As of last week, there was no word of a suicide note from Hunter Thompson, and it's just as well: that would be a document so scary it should be suppressed, like the Third Secret of Fatima. But isn't that what he'd been writing all these years? Not some self-pitying apologia for punking out when the game got rough, but thousands of pages of reckless confrontation--both with the evils of this world and with the emptiness behind its mask. We should have known it from his first book, in 1965, when he was riding and partying with the Hells Angels. And certainly from "Fear and Loathing in Las Vegas" in 1971. In that journalistic near-death experience, his willful failure to get the story--he went to cover a motorcycle race and a drug-enforcement convention, and incidentally to find the American Dream--became the story. Playing with guns and speeding cars, incapacitating himself with LSD: not clear enough that he was pushing it to the edge? Then consider that passage about how druggies less tough-minded than himself, the "failed seekers" of the '60s, "never understood the essential old-mystic fallacy of the Acid Culture: the desperate assumption that somebody... is tending that Light at the end of the tunnel... It is also the military ethic... a blind faith in some higher and wiser 'authority'... The General, The Prime Minister... All the way up to 'God'." In Thompson's universe, you were on your own, and you took your life in your hands.

This is the man whom Tom Wolfe is now calling "the 20th century's greatest comic writer in English." (The usual candidate is P. G. Wodehouse, but Wolfe is right to prefer terror embraced to terror repressed.) Major comic writers--Shakespeare, Swift, Twain, Beckett, William Burroughs--always work with fear and loathing, like the nameless geniuses who make up the jokes we tell, so notoriously preoccupied with cruelty, humiliation, disgust and the untrustworthiness of any authority or paradigm. If you don't want to go out on that limb with Wolfe, you can stick with the crowd and call Thompson a pioneer of the New Journalism, like Gay Talese, Truman Capote, Norman Mailer, Wolfe himself. True enough, but last week fellow journalists went so far as to call him "influential." They wish. Now and then a certifiably literary writer--David Foster Wallace, Denis Johnson--will do a Thompson-like work of nonfiction. But while major magazines still let journalists personalize a story with their own observing presence, only bloggers (and such documentary filmmakers as Michael Moore and Morgan Spurlock) are getting away with what Thompson did at Rolling Stone in the '70s: making the story indistinguishable from their sensibility. That's not "serving the reader"--though Thompson's readers didn't seem to mind, and if they did, they knew what they could do about it.

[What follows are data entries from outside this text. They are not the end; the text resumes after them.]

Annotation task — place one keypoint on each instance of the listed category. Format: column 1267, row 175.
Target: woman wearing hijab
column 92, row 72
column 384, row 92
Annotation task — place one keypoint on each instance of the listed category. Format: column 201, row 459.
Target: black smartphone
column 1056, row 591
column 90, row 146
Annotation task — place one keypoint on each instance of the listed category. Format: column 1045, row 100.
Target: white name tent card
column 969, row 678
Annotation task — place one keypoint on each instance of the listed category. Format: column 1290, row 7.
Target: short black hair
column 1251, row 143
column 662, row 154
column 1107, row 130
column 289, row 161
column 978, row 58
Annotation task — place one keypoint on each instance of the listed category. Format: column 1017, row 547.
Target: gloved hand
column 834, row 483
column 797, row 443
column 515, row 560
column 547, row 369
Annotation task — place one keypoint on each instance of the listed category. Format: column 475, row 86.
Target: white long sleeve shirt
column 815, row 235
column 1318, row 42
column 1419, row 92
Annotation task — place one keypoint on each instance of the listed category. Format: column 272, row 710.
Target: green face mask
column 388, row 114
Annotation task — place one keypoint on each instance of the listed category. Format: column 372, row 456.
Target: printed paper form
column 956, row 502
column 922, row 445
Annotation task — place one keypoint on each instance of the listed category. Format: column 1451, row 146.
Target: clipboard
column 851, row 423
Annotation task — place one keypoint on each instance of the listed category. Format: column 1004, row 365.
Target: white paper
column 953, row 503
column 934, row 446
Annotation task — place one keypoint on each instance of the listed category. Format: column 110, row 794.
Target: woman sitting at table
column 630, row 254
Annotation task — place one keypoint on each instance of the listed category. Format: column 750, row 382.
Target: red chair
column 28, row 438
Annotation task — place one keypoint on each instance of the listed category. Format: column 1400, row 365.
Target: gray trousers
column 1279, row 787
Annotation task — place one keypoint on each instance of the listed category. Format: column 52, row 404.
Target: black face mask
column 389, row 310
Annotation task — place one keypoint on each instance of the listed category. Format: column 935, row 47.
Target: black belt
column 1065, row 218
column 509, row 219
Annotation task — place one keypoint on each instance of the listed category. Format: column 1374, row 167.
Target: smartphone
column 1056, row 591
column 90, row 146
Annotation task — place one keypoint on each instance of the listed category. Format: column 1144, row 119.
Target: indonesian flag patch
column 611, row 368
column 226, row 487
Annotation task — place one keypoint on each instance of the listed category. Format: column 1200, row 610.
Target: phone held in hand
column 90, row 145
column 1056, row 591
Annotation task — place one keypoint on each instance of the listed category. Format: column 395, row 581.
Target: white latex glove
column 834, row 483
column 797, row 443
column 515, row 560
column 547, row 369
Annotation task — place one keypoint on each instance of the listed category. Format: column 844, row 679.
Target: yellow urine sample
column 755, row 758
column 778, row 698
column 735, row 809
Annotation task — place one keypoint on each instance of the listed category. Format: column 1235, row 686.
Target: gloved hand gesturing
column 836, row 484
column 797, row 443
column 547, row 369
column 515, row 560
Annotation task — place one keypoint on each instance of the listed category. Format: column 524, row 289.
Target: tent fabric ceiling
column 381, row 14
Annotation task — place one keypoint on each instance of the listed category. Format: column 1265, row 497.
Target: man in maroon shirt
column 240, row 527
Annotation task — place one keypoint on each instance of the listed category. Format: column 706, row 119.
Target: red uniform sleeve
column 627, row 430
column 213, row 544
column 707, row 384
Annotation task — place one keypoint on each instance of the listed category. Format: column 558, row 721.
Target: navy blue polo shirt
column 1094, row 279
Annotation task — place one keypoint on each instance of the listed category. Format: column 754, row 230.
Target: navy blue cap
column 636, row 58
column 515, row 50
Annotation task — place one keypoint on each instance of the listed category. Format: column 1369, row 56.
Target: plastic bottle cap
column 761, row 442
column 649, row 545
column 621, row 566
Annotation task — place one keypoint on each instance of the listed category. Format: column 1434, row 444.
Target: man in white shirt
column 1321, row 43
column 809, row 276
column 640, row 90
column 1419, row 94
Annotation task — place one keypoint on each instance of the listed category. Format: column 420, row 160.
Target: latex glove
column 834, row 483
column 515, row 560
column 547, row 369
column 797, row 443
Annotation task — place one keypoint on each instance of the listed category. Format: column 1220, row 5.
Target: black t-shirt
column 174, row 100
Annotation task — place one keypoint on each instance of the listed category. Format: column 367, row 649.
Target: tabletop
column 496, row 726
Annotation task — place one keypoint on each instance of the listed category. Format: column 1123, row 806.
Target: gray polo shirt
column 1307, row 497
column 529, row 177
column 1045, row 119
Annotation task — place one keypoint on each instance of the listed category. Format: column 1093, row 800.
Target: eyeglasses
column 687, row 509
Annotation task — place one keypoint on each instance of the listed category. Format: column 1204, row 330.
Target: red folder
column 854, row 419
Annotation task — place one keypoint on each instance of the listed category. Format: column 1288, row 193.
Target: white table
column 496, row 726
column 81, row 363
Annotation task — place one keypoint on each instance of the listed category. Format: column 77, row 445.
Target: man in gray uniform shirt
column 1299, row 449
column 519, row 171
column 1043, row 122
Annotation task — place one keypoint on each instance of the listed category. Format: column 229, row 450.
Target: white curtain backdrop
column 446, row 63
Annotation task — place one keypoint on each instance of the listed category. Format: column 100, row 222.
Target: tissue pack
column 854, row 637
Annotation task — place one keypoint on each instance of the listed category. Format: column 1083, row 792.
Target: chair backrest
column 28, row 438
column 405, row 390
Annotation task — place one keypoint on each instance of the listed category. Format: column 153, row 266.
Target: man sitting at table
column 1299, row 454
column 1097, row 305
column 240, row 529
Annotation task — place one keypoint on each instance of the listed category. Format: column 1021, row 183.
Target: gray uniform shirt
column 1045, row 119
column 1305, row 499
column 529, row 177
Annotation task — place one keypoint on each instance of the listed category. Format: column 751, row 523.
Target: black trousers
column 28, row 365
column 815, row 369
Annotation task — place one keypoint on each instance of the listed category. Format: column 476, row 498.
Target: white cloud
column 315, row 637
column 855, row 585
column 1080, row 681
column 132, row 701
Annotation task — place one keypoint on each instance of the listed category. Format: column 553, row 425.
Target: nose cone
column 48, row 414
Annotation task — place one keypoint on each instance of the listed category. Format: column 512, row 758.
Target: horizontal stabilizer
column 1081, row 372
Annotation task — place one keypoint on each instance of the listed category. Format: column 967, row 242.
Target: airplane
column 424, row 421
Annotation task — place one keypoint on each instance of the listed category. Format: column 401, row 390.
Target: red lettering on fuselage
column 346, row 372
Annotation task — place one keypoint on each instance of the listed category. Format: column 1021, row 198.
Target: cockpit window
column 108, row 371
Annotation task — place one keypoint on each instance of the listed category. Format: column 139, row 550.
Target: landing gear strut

Even Thompson couldn't get away with it for long. He may have run up scandalous expenses--though he sometimes exaggerated his misbehavior, it wasn't all an act--but mostly he got so notorious he took up all the air in the room. And after "Fear and Loathing: On the Campaign Trail '72," no sane politician would let him get close enough to journalize, though he remained friendly with the likes of George McGovern and Gary Hart, and exchanged cordial letters with Jimmy Carter and even Pat Buchanan. "Campaign Trail" is probably his best book: getting up close to the political process gave his outrage full play and made his lunacy seem rational by contrast. After that, he could be only an antic performer on his own--his druggy, boozy personal appearances (and his no-shows) made good copy for other writers--or a dyspeptic commentator from a distance. Still, he published 10 more books, including two collections of letters so masterly that they'll outlast everything but the "Fear and Loathing" volumes. His last writing, in an online "sports" column for ESPN, reads like the same old Hunter Thompson, but the right wing was running the country--again--he was in physical pain, and in retrospect his weariness seems obvious.

In a 2003 column, he went from the subject of his hip replacement into one of those rants whose joyously righteous anger used to belie their apocalyptic despair. "I am surprised and embarrassed to be a part of the first American generation to leave the country in far worse shape than it was when we first came into it," he wrote. "Our highway system is crumbling, our police are dishonest, our children are poor, our vaunted Social Security... has been looted and neglected and destroyed by the same gang of ignorant greed-crazed bastards who brought us Vietnam, Afghanistan, the disastrous Gaza Strip and ignominious defeat all over the world... Our Armies will never again be No. 1, and our children will drink filthy water for the rest of our lives... Big Darkness, soon come." If that's what he thought--he's not alone--and he hurt too much to fight any longer, he's well out of it now.